An upcoming Adviser Ratings report revealed that new business in risk advice is finally on the rise again, after four consecutive years of decline, and provided a roadmap to recovery.
Speaking at a webinar on Tuesday regarding Adviser Ratings’ upcoming Advice Landscape 2024 report, Adviser Ratings managing director Angus Woods shared some of the report’s findings ahead of its release on Thursday.
According to the report, new business in the risk advice space hit a peak in 2018, with $537 million worth being written. However, there has been a steady decline by almost half in the years following, bottoming out at $273 million in 2022.
This year has seen a slight increase, reaching $300 million worth of new business; however, it is a far cry from previous heights. Woods noted that, although the risk industry has seen some improvement, much work is needed to return to pre-royal commission conditions.
Of the 15,589 advisers currently operating, only 6,600 are currently writing risk, with a total $6,638,000 in-force premiums, making up 69 per cent of all in-force premiums. The remaining of the $9,710,000 total in-force premiums is made up by dormant advisers, general advice advisers, and orphaned policies without an attached adviser.
While many have claimed that risk advice is a dying industry following Life Insurance Framework (LIF) reforms in 2018 that cut remunerations to 66 per cent for new business and 22 per cent for trail commissions, Woods was hopeful that they can see a recovery.
He said that “a lot of risk practices are now making money” but that many advisers are also “calling out for efficiencies” from insurers to help them increase their profitability, following the cut to commissions.
“As an organisation, we’re keen to see risk evolve because I think it does help advice, and we want to see it get back to at least the days of 2018 with the onset of the royal commission, which is a target of $500 million,” Woods said.
“Now to do that, you’ve got to look at the holistic advice space, risk specialist space, and the big unknown is how the Quality of Advice Review (QAR) is going to help the unregistered advisers or the inactive risk advisers to actually start writing risk.
“And there are solutions coming into the market but there are solutions that insurers should be adopting already that advisers are ready for.”
Looking forward, Woods laid out a roadmap, from the report, for reaching the $500 million target.
The report explained that a number of strategies are needed to help the risk advice industry get back on track, such as the adoption of new technologies to improve efficiency, thus fuelling higher profits.
The findings revealed that 64 per cent of advice practices are already using “digital applications to enhance efficiency or reduce costs”, with risk focuses investing significantly more in technology. They are also 53 per cent more likely to experiment with AI than holistic advisers.

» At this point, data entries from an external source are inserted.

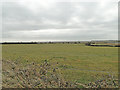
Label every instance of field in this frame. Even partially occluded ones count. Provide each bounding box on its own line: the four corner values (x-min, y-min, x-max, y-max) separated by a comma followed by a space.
2, 44, 118, 88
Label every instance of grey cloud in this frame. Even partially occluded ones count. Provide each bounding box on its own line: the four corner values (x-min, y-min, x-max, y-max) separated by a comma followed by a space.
3, 2, 117, 40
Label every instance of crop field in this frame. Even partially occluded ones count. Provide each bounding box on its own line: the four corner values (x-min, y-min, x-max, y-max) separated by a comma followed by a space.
2, 44, 118, 87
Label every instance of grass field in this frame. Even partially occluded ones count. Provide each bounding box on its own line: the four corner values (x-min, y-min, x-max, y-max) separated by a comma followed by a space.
2, 44, 118, 87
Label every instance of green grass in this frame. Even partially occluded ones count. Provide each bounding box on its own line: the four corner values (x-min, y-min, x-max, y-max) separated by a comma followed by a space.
2, 44, 118, 83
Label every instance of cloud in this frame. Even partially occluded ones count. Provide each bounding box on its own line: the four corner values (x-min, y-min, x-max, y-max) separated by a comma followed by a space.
2, 0, 118, 41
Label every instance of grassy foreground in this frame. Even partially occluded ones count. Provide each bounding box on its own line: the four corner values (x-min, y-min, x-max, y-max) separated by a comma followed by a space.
2, 44, 118, 87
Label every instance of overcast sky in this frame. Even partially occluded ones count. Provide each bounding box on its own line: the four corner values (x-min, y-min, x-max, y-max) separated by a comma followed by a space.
2, 0, 118, 41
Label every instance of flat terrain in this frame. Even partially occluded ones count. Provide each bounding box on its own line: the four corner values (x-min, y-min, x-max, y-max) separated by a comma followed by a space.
2, 44, 118, 87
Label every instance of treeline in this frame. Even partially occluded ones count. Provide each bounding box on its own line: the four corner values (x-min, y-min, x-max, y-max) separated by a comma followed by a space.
0, 42, 81, 44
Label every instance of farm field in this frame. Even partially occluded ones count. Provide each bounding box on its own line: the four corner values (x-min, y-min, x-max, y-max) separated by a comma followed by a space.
2, 44, 118, 88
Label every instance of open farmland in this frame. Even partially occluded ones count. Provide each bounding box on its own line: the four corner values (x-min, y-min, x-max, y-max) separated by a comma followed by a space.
2, 44, 118, 87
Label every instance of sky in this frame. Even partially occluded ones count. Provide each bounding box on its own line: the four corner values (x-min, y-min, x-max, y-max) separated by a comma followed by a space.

A higher technology adoption rate was also linked to greater profit margins, with those within this category operating at margins 20 per cent or higher, compared with 18 per cent for those not. The report also highlighted the potential use of sophisticated technology to help bring down the cost of insurer underwriting and service costs.
Other potential strategies included group marketing, business development manager (BDM) and shifts to risk writing practices and Australian Financial Services licensees.
With the QAR, or what is now the Delivering Better Financial Outcomes (DBFO) bill, changes are looking like a close reality now, as the report speculated on some of the changes that could help get the risk advice industry back on its feet.
“A successful QAR life insurance proposition may be the integration of multiple insurers’ products under one platform. Investment platforms or new players, such as the Neos platform or soon-to-be-launched LifeBid, can offer a unified insurance experience with access to various products and underwriting assessments,” the report said.
“QAR has the potential to bring more consumers to both insurers and risk advisers through tight collaboration.”
Overall, the primary focus for the industry, according to the report, should be a greater adoption of sophisticated technology and inter-industry collaboration to help improve efficiency to drive greater profitability for those still operating within the risk space.